Accessibility Defense, Helping Business Avoid and Defend ADA and FHA Lawsuits

ADA and FHA Defense


  • Disability Rights under the Trump Administration.

    Coming on the heels of my presentation of this title (available at Trump and Disability Rights) HUD and Senator Elizabeth Warren have both made significant announcements about fair housing enforcement.

    On September 17 HUD announced that it was withdrawing a number of guidance documents, including FHEO 2013-01 and 2020-01 and concerning assistance animals. These guidances were never a model of clarity and were in some cases inconsistent with the law,¹ so housing providers will not be sorry to see them go. However, the confusion they caused was important only because it reflected HUD’s attitude toward assistance animals in its investigations, and for the rest of this administration, at least, HUD has more or less bowed out of the fair housing enforcement business. The September 17 announcement  includes HUD’s statement that it is now “Prioritizing cases with actual, provable instances of discrimination.” ESA and other accommodation cases are not easy to prove, and of course HUD’s 70% reduction in its fair housing investigations staff won’t make enforcement any easier.

    That is the point of Senator Warren’s demand for an investigation into HUD’s fair housing enforcement. Based on allegations by whistleblowers within HUD Senator Warren wants HUD’s inspector general to investigate claims it is not enforcing fair housing laws. This investigation of HUD by HUD seems doomed from the start but the back and forth between HUD and fair housing advocates like Senator Warren points out two underlying problems with HUD’s enforcement of the disability discrimination provisions in the Fair Housing Act. The first is simply that fair housing enforcement is not cheap. HUD’s cuts to its investigative staff were part of a gigantic across the board budget cut that doesn’t seem to have been aimed at disability rights any more than it was aimed at other HUD initiatives.  Even the most impartial investigation might conclude that HUD simply no longer has the money to enforce the law.

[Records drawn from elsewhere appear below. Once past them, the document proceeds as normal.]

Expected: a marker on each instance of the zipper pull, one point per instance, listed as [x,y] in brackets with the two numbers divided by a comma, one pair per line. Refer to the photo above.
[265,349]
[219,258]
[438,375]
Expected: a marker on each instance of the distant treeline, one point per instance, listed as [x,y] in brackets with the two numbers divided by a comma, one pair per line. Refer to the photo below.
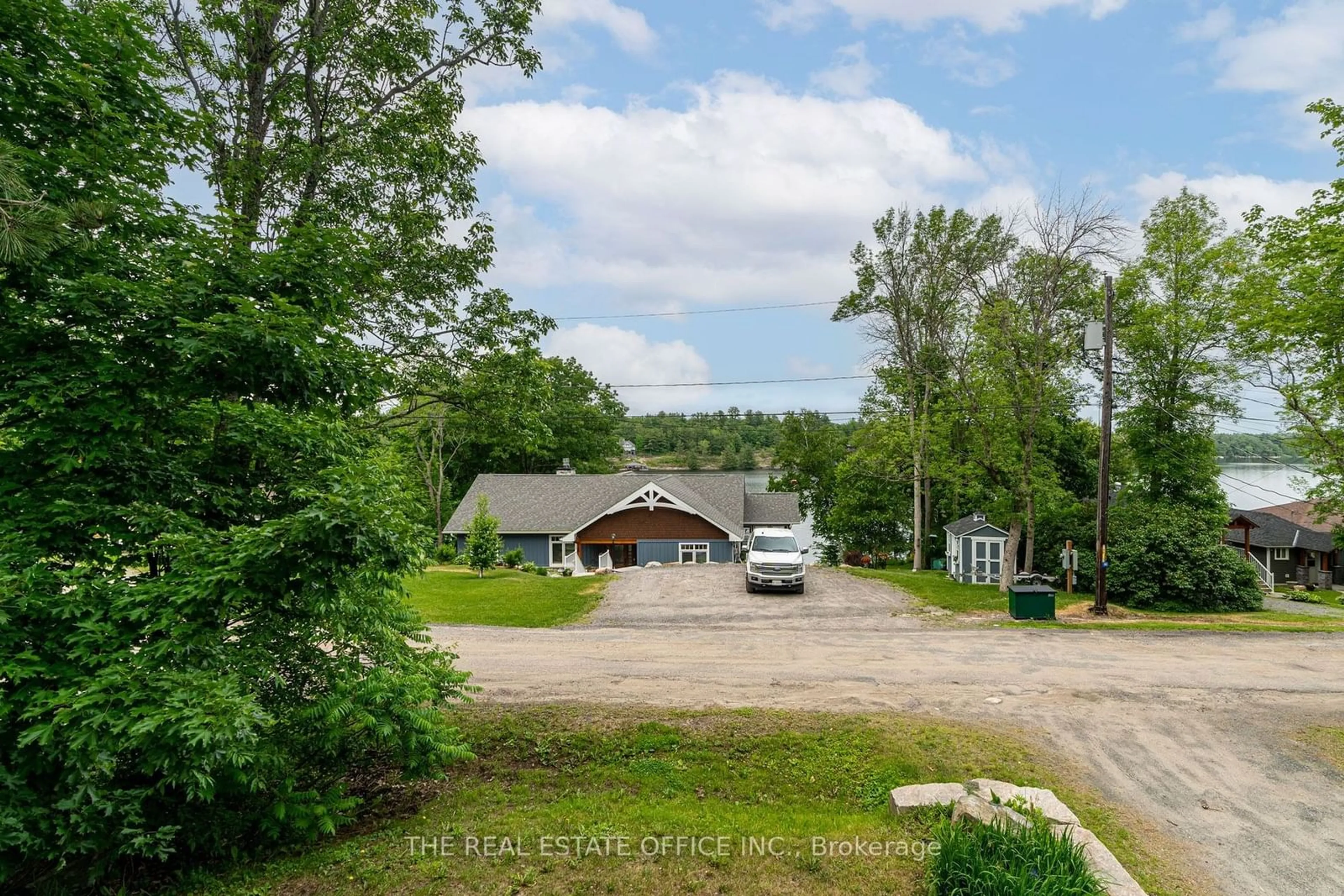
[1252,446]
[729,440]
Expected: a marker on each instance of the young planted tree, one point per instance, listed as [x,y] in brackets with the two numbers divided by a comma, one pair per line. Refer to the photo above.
[1291,320]
[483,541]
[913,295]
[1175,323]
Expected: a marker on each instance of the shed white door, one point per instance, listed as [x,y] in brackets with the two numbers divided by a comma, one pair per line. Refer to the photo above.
[988,559]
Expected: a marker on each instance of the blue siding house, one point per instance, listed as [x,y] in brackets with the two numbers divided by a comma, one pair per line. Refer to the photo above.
[636,518]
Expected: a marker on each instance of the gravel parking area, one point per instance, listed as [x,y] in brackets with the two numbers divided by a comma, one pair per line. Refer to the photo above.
[713,597]
[1195,731]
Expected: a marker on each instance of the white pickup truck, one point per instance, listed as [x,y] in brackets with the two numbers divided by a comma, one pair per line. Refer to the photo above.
[775,562]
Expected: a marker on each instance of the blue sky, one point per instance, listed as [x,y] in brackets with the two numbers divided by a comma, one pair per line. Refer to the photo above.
[701,155]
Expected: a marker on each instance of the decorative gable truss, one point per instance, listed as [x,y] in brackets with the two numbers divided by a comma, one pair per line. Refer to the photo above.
[652,498]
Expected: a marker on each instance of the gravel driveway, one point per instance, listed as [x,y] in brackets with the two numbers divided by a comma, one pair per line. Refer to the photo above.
[1193,731]
[712,597]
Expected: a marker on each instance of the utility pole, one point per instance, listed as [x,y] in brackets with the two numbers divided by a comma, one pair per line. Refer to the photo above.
[1069,566]
[1104,467]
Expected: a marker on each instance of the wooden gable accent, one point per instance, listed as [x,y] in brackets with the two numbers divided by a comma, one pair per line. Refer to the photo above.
[658,523]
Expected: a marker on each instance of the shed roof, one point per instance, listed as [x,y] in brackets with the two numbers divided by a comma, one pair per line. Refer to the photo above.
[968,524]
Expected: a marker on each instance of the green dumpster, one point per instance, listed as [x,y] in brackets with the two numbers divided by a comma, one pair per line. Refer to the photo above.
[1031,602]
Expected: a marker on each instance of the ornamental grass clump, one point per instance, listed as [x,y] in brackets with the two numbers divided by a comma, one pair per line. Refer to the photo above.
[1004,860]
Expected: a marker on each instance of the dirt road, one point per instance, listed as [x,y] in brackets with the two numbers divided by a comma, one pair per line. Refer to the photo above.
[1190,728]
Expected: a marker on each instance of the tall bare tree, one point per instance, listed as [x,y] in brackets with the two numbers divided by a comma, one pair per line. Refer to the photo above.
[913,297]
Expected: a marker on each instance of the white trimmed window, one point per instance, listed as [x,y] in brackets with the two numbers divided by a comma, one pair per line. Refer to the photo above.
[694,551]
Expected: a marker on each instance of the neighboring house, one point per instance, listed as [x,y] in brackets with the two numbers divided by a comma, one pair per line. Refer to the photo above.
[636,518]
[1288,542]
[975,550]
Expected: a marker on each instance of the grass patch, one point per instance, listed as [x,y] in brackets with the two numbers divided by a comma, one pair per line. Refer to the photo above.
[503,597]
[1004,860]
[1328,743]
[934,589]
[604,774]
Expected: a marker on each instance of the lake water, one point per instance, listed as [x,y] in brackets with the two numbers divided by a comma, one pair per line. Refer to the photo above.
[1248,487]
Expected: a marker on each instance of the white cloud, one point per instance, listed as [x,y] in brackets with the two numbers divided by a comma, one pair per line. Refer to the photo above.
[975,68]
[1233,194]
[851,76]
[749,192]
[1299,54]
[988,15]
[799,366]
[619,357]
[628,27]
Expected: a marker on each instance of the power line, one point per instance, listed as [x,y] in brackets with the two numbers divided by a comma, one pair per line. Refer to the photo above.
[705,311]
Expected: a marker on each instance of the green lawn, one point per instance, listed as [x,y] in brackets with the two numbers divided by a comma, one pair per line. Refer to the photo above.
[622,776]
[503,597]
[1328,743]
[936,589]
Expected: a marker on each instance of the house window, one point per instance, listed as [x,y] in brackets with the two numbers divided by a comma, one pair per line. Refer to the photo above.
[694,551]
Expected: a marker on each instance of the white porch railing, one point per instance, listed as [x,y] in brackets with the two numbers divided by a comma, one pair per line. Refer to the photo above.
[1261,570]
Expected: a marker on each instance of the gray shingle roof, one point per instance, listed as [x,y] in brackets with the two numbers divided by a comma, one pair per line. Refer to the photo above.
[969,524]
[773,507]
[560,504]
[1277,532]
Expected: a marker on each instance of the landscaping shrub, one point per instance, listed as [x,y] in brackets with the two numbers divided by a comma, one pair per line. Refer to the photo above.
[1006,860]
[1168,557]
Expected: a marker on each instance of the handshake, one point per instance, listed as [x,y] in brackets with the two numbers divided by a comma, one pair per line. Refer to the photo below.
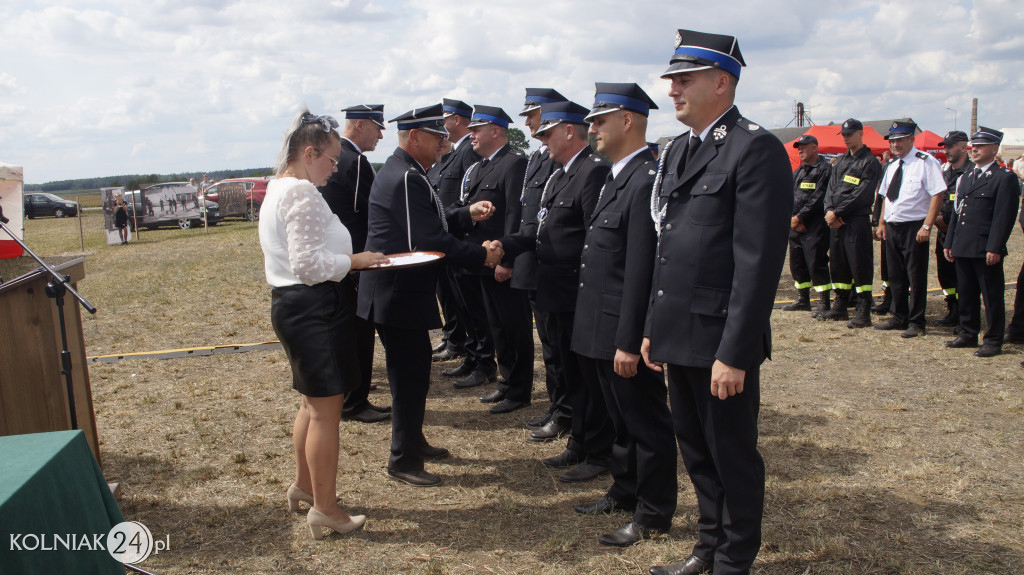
[495,253]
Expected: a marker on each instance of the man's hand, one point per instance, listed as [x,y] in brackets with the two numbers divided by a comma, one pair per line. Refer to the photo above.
[645,353]
[481,211]
[495,253]
[626,363]
[726,381]
[503,273]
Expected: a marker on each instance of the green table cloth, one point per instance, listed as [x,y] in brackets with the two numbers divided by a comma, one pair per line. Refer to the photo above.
[53,496]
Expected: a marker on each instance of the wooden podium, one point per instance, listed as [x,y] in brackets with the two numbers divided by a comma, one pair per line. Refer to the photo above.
[33,392]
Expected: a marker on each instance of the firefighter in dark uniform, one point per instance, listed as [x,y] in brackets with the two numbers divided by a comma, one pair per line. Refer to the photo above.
[722,205]
[848,210]
[347,192]
[957,163]
[446,177]
[555,422]
[808,231]
[566,204]
[406,215]
[498,178]
[611,308]
[984,214]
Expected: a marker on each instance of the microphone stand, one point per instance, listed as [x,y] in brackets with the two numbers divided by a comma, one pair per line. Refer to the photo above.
[55,290]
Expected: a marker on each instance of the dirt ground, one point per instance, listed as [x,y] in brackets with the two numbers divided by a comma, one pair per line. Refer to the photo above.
[884,455]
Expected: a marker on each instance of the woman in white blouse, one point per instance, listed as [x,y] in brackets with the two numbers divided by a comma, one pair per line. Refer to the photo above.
[307,255]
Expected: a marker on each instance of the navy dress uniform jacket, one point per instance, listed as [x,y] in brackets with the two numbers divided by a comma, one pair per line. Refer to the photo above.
[721,249]
[988,209]
[615,269]
[446,174]
[406,298]
[559,241]
[539,169]
[501,183]
[347,192]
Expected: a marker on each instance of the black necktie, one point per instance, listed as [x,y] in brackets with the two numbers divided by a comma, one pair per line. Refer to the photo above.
[691,148]
[893,192]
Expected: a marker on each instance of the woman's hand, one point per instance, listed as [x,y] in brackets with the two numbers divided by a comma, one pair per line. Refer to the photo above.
[367,259]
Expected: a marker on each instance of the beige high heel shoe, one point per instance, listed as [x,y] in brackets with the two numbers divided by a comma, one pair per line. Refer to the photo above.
[295,495]
[316,520]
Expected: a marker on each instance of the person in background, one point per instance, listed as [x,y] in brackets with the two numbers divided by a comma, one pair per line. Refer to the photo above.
[121,220]
[307,255]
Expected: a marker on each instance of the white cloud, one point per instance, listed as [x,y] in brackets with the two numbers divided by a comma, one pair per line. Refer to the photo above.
[118,87]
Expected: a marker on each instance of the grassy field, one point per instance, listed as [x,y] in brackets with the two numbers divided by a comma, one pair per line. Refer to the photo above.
[884,455]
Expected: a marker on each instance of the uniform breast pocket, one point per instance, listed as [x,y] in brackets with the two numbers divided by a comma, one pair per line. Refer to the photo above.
[605,234]
[709,205]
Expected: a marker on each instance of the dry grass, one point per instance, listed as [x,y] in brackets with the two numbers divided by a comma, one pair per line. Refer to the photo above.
[884,455]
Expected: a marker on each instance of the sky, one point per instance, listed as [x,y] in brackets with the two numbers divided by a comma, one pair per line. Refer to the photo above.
[91,89]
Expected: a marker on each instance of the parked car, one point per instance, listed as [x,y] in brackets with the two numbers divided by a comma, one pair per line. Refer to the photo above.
[170,204]
[239,196]
[39,205]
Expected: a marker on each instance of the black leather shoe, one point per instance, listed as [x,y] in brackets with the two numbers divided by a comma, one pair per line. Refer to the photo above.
[507,406]
[963,342]
[418,479]
[912,330]
[493,397]
[1013,338]
[631,534]
[604,505]
[988,350]
[448,355]
[584,472]
[431,452]
[566,458]
[465,368]
[891,323]
[540,421]
[692,566]
[550,431]
[476,378]
[368,415]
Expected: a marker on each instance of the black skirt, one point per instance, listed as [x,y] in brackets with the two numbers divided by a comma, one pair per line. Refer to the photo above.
[316,327]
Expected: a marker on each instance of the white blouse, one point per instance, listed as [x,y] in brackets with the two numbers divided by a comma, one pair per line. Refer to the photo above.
[302,240]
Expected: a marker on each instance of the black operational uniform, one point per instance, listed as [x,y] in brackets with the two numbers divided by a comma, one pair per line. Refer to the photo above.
[851,253]
[406,215]
[983,218]
[540,166]
[567,202]
[611,308]
[347,192]
[809,250]
[945,269]
[499,180]
[446,177]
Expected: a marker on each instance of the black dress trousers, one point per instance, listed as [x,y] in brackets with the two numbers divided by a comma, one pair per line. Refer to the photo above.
[643,455]
[907,261]
[718,440]
[408,355]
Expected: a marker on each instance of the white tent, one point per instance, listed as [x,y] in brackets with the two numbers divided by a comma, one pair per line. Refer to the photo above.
[1013,143]
[11,180]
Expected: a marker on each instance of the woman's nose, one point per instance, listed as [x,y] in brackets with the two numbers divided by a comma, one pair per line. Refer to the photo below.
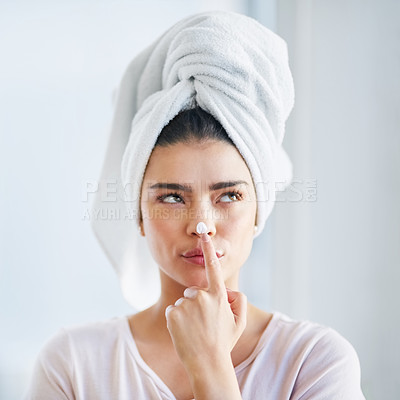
[203,213]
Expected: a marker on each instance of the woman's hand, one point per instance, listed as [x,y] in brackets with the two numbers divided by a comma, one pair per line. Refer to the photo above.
[205,325]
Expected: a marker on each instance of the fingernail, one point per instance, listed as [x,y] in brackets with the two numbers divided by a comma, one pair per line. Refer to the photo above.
[201,228]
[205,237]
[167,310]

    The second is that HUD has not proven especially good at dealing with animal accommodation requests. FHEO 2020-01 was almost incomprehensible because HUD was wrestling with problems it did not have the expertise to handle, including questions about the effectiveness of emotional support animals and the definition of “handicap” under the Fair Housing Act. HUD’s attitude, at least until this administration, was that claims of handicap were prima facie true, as were claims that emotional support animals were necessary for equality of housing opportunity. Courts require evidence; HUD was content with allegations, in part because HUD is not an agency with in-house expertise in the diagnosis of mental disorders or in the science of human-animal interactions. This is unlikely to change under this administration, which has little inclination to listen to experts anyway.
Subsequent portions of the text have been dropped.